The rally that propelled the Standard & Poor’s 500 Index above a record 2,000 lost a little bit of momentum today.
The S&P 500 fell 0.07 point, less than 0.1 percent, to 1,999.95 at 2:29 p.m. with about the same number of stocks rising as falling. Trading volume was 29 percent below the 30-day average at this time of day.
Global markets are surmounting crises in Ukraine, the Gaza Strip and Iraq as investors renew bets that stimulus will revive growth. Rallies from Brazil to Japan and the U.S. gauge’s first trip above 2,000 have sent the value of global equities to a record $66 trillion.

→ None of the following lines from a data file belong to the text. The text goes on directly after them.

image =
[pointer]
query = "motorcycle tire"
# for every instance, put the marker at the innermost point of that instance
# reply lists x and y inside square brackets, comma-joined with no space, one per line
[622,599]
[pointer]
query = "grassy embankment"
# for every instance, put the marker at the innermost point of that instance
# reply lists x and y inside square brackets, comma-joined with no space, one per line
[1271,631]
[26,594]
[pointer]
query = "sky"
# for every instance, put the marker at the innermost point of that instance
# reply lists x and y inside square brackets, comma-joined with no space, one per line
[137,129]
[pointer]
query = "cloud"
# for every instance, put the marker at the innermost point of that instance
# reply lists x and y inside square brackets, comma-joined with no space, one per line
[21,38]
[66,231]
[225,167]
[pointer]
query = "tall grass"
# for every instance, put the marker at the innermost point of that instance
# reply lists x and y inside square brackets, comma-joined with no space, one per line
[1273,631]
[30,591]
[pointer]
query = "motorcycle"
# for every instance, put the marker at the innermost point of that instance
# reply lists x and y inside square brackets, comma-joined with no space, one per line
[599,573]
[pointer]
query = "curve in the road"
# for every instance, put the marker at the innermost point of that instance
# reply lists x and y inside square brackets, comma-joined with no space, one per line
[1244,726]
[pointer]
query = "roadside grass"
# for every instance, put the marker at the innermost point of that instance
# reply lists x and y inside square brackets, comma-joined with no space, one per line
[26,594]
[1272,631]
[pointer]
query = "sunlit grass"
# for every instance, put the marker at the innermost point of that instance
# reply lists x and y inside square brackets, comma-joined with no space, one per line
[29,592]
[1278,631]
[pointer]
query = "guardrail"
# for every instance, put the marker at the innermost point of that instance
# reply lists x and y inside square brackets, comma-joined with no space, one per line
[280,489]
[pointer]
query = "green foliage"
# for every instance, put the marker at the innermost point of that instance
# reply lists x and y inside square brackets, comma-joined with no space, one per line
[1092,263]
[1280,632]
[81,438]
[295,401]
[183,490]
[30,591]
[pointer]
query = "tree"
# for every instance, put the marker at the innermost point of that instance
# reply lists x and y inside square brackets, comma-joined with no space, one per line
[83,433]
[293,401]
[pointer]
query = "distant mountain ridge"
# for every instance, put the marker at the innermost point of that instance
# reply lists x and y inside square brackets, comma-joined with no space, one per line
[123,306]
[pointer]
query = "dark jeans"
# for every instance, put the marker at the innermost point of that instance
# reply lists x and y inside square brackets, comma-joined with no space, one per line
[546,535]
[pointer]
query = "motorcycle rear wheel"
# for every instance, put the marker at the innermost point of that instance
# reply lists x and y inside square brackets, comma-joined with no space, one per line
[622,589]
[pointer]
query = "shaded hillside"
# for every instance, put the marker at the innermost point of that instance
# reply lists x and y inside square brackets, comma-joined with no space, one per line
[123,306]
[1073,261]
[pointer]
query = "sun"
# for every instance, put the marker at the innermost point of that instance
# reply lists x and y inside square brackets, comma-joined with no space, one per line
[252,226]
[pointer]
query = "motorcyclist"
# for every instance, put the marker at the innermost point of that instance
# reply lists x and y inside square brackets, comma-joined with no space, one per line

“The market is not overly expensive, not cheap either,” Ethan Anderson, senior portfolio manager at Rehmann Financial in Grand Rapids, Michigan, said by phone. His firm oversees $1.5 billion. “In the absence of strong corporate earnings, you are not necessarily going to see a huge surge in equities over the next 12 months. But the little notch up, on a regular basis, you’re likely to see continue.”
The S&P 500 is up almost 5 percent since Aug. 7, boosted by speculation the Federal Reserve will keep interest rates low as the economy strengthens. European Central Bank President Mario Draghi has also signaled policy makers may consider introducing an asset-buying plan.
The U.S. equity benchmark has seen gains in 10 of the past 13 days. It trades at 18 times the reported earnings of its companies, near the highest level since 2010.
The Dow Jones industrial average added 16.89 points to 17,123.59 today. The Nasdaq Composite Index, which has fallen only once since Aug. 13, was little changed. Among industries in the S&P 500, telephone and utility stocks had the biggest gains, while energy, financial and technology shares fell the most.
“In the U.S., you’re seeing businesses do very well,” Doug Foreman, chief investment officer at Kayne Anderson Rudnick Investment Management in Los Angeles, said in a telephone interview. His firm oversees about $9 billion. “We’re in a situation where there are still some macro risks, but they’re overwhelmed by the micro, which is surprisingly good.”
Tiffany & Co. added 1.3 percent as affluent customers continued spending even as the luxury jewelry retailer increased prices. Smith & Wesson Holding Corp. tumbled 14 percent after the gunmaker cut its full-year sales and profit forecast amid declining demand. Chico’s FAS Inc., a women’s clothing retailer, slumped 4 percent on lower-than-estimated sales.
Michaels Cos. jumped 8.3 percent as the arts and crafts retailer reported second-quarter earnings that topped analysts’ estimates. Express Inc. increased 14 percent after the apparel chain raised its full-year profit forecast.
Best Buy Co., the world’s largest electronics chain, rose 5.4 percent after posting second-quarter profit that topped analysts’ estimates, helped by lower costs.